Comment author: FrF 09 September 2010 03:25:54PM *  5 points [-]

Hello CronoDAS,

You're story sounds somewhat similar to mine (but I'm considerably older than you). My mother had Multiple Sklerosis, too; I was her main caretaker until her death. It's strange that it didn't dawn on me how much my upbringing and my mother's illness has shaped my father's and my life - and furthermore I didn't really understand until recently how unusually withdrawn my life has been so far. Now, social isolation is a well-known danger when you're severely ill but I was (at least on a physical level) healthy and still I wasn't able to break out of the habits that I (to a certain degree) adopted because of my former circumstances and a general inclination towards shyness.

I have a very unoriginal proposition for you: Act as soon as possible and change your situation! Believe me, things don't get easier once you're ten years older than you are now. What about a "trial move"? The way you describe your parents I think you could always return if for one reason or another you can't cope with being "on your own".

I'm "in the process" (as vaguely as that may sound) to finally get my act together and make some serious, so-long-overdue-you-won't-believe-it life changes. I know some of the depressive symptoms you're describing: A general world-weariness, an enmity to my own body, avoidance of "boring" errands up to a point where it got seriously damaging, seeing no sense in dragging this carcass of mine through a pointless world etc pp. But somehow things begin to click for me a bit more. If it's "meant to be" that I'm going down, then at least I'm putting up a fight (i.e. trying to beat some amount of rationality into my skull which is thick with irrational believes and blocks)!

Take care!

Comment author: CronoDAS 09 September 2010 08:39:17PM *  1 point [-]
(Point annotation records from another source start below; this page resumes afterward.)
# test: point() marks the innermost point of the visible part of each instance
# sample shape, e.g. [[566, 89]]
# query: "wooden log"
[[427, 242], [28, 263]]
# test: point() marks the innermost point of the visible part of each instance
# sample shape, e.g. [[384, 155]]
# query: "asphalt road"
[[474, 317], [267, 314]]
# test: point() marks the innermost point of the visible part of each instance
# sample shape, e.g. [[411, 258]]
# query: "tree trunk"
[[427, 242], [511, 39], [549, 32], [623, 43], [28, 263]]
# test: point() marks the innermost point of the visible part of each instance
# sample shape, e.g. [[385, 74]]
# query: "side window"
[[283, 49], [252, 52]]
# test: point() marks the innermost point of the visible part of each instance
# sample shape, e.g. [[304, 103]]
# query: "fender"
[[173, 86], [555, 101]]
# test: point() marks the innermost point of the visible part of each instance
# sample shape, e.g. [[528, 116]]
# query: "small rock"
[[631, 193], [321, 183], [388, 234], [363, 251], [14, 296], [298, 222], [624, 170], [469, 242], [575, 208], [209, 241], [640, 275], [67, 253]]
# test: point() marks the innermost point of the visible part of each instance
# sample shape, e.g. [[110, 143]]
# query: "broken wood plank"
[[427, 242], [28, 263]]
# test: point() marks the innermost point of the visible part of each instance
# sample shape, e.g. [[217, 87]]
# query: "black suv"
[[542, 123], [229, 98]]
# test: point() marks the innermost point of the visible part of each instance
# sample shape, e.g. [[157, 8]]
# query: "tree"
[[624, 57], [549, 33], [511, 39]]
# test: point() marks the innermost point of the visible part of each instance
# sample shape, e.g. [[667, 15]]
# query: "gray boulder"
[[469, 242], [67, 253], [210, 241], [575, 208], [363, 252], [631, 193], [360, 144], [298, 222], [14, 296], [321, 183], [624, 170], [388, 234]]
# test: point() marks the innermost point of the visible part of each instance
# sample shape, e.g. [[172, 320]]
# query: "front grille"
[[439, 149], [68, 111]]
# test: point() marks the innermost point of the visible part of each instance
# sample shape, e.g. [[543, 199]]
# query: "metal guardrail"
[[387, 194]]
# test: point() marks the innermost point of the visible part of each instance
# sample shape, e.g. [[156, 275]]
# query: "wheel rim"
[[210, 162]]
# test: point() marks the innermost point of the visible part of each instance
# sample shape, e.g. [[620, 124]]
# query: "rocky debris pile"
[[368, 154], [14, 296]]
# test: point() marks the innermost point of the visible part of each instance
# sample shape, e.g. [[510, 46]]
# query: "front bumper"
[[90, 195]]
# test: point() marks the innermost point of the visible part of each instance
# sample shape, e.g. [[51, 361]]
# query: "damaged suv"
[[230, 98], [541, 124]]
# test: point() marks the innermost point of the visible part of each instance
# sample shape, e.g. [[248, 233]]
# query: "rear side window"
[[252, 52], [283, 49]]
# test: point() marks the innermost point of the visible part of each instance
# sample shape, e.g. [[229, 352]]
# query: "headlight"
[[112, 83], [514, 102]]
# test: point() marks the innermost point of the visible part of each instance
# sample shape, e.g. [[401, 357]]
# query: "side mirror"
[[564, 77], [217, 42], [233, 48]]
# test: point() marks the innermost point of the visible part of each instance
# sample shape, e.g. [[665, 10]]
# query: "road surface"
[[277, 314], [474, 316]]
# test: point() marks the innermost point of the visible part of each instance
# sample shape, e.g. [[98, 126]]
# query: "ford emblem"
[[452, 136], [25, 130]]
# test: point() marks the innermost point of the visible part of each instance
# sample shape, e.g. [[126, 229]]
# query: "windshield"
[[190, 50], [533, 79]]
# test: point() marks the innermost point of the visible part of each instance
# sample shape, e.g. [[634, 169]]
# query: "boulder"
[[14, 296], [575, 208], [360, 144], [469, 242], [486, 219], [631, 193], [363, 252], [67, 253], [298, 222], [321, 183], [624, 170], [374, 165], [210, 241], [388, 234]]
The most immediate change I probably need to make is "get an income". It's a prerequisite for most other changes I'd want to make.
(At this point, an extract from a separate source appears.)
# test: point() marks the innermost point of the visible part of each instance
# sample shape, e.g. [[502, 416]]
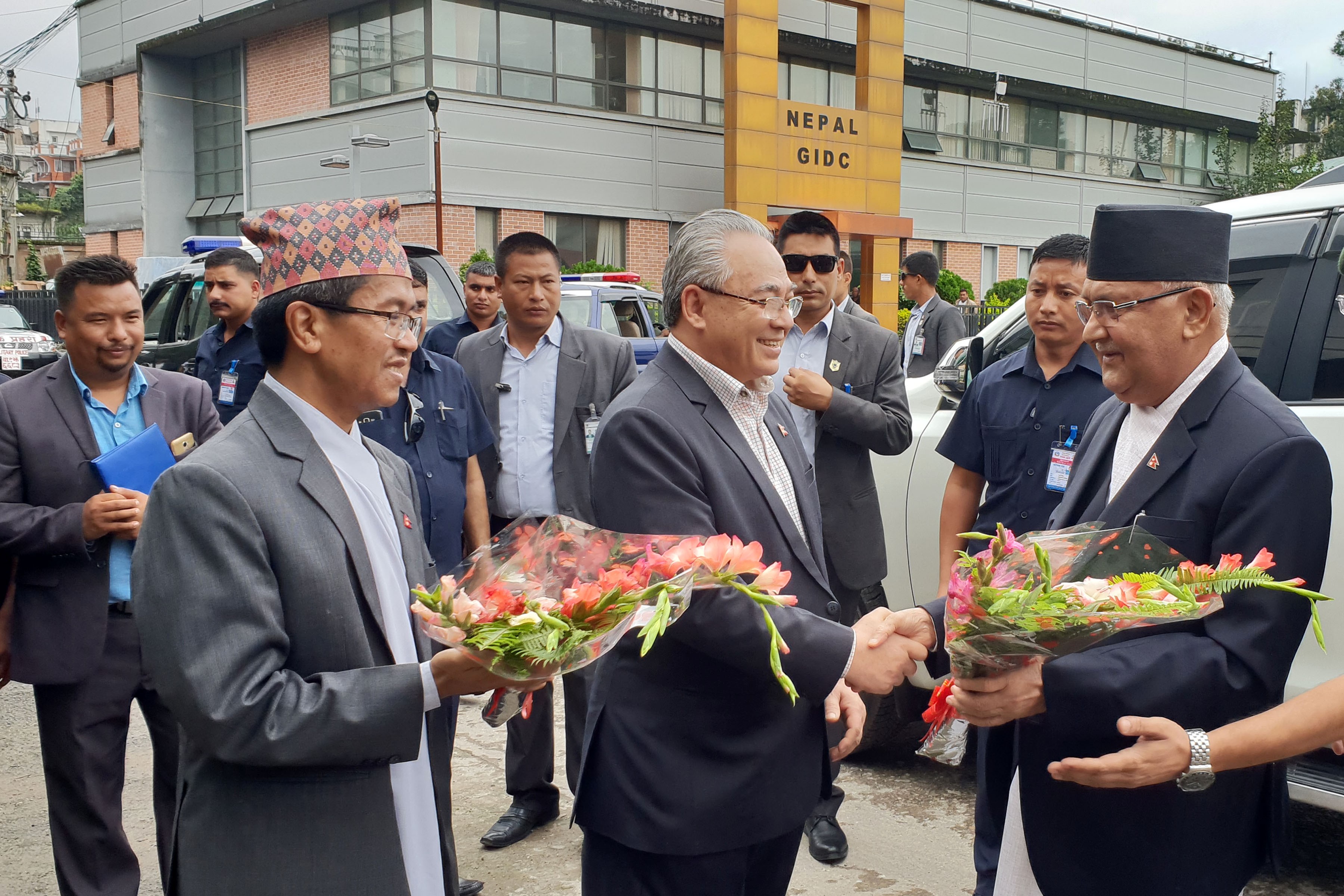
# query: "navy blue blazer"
[[696, 749], [1236, 472]]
(My mom's MS is unusual, because she started showing symptoms late in life, only a few years ago.)

Comment author: FrF 09 September 2010 09:52:08PM *  4 points [-]
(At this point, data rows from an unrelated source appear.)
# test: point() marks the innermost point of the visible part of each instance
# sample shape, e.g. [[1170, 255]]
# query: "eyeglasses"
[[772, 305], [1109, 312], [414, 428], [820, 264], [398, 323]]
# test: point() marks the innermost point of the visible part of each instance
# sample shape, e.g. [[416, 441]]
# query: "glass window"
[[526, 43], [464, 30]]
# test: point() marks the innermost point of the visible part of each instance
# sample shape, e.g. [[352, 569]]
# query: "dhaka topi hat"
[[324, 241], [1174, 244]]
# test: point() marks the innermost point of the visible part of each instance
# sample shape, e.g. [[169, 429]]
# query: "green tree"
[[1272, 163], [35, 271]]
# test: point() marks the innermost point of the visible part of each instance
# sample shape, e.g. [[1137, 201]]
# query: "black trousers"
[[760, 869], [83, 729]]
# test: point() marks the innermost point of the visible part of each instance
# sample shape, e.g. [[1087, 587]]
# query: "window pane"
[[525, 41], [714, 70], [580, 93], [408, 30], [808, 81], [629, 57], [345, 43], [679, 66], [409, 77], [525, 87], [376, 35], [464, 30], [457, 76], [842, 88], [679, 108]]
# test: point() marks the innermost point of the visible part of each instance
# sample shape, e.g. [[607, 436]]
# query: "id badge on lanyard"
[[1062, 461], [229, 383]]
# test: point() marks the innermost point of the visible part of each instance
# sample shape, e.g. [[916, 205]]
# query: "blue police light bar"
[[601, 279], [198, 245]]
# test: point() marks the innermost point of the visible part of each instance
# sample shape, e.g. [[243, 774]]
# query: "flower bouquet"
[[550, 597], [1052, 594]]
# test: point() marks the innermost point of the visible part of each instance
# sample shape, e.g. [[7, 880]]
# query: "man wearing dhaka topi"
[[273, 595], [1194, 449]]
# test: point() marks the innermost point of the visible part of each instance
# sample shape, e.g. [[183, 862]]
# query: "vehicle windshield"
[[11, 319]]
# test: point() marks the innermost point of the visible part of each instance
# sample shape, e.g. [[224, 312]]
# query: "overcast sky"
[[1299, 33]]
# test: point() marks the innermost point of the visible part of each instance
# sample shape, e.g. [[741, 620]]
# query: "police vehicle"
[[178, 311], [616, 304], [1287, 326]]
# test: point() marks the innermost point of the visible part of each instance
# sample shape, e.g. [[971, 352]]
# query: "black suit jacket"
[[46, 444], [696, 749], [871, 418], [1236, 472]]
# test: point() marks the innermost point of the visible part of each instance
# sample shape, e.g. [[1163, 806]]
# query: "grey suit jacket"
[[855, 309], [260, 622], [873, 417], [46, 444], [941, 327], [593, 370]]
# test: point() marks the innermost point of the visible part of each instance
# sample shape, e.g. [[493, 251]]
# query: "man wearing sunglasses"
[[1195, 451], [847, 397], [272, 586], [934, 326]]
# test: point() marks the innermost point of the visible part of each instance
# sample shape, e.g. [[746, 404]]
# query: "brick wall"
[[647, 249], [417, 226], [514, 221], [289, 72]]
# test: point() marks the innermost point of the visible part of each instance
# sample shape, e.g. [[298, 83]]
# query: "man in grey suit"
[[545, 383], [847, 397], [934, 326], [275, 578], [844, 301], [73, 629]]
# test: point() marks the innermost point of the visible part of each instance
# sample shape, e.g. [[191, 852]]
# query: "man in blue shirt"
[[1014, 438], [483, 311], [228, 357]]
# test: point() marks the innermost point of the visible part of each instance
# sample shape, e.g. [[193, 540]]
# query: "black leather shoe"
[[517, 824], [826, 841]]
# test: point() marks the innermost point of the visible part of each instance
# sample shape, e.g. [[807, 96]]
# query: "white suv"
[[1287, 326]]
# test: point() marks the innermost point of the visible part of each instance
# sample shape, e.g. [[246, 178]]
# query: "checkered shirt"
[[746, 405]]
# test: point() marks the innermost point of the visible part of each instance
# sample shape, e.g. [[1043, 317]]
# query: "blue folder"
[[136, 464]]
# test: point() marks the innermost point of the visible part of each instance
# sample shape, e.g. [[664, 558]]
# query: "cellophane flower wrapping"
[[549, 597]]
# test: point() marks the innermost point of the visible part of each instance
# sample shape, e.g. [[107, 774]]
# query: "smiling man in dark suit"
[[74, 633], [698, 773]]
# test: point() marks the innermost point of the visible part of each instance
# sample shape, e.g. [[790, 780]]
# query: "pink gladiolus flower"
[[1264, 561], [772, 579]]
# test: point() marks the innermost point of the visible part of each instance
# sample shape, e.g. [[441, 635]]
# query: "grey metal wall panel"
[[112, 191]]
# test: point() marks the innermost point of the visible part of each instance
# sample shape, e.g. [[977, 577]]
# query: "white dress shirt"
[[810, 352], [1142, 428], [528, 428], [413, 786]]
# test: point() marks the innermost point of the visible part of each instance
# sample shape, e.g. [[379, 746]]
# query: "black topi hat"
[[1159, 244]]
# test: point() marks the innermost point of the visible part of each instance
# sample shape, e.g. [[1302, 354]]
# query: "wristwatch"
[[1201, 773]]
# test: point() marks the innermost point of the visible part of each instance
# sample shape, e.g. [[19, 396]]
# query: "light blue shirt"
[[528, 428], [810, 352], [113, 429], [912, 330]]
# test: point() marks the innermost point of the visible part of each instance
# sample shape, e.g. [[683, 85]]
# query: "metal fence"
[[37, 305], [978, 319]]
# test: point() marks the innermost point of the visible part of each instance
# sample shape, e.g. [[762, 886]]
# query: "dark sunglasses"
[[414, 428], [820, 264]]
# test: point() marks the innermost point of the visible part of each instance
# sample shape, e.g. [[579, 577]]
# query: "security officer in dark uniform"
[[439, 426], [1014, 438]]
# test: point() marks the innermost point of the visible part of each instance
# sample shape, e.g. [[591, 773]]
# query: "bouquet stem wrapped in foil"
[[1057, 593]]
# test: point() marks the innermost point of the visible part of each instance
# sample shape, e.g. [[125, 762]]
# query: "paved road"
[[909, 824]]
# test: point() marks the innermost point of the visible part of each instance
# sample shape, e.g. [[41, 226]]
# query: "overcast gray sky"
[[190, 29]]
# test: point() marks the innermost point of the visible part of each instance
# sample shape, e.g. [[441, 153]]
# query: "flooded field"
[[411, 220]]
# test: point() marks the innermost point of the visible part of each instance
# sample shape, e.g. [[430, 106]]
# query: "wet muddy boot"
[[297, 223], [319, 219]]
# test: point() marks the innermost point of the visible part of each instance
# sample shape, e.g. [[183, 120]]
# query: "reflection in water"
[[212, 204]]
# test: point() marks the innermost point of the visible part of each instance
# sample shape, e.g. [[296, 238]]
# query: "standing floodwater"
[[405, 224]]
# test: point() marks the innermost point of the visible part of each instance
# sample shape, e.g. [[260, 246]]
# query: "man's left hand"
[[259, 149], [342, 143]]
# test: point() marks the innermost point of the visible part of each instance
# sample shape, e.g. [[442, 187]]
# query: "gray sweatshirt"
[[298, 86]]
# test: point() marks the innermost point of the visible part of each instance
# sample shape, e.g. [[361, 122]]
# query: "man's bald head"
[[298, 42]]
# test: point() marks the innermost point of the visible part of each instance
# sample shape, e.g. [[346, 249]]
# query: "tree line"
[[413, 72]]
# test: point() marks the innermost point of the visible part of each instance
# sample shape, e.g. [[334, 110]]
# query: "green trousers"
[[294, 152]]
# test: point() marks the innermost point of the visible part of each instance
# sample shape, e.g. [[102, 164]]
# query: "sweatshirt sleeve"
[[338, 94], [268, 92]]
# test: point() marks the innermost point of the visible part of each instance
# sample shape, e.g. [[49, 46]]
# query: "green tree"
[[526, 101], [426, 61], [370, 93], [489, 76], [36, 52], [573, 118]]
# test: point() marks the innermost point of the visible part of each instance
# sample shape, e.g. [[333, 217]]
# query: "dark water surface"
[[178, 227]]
Then your mom is lucky in more than one regard! Because of medical progress it is very different to be diagnosed with MS today than it was in 1973, when my mother had her first MS episode at the age of 27.

You wrote earlier that a lot of what you don't like about your life is simply due to habits. Personally, I find the key to change is to persistently chip away at my mountain of bad habits (my main nemesis is procrastination) and to think more from day to day, to try to implement some (any!) positive difference in my life at a daily basis, and be it only to show a friendly face when you're not really feeling like it, or to do that one more household chore you try to avoid, or to confront another uncomfortable truth about yourself and verbalize it to (well-chosen!) friends and acquaintances.

I know, these strategies are so basic they almost don't qualify for Self-Help 101 but once you "really want to change" I found they work quite well.

Comment author: CronoDAS 09 September 2010 09:56:10PM 0 points [-]

You wrote earlier that a lot of what you don't like about your life is simply due to habits.

Actually, what I said was that a lot of the activities I do (video games, blog commenting) are generally done because they're what I've gotten used to spending time doing, not that the habits themselves are necessarily causing the problem.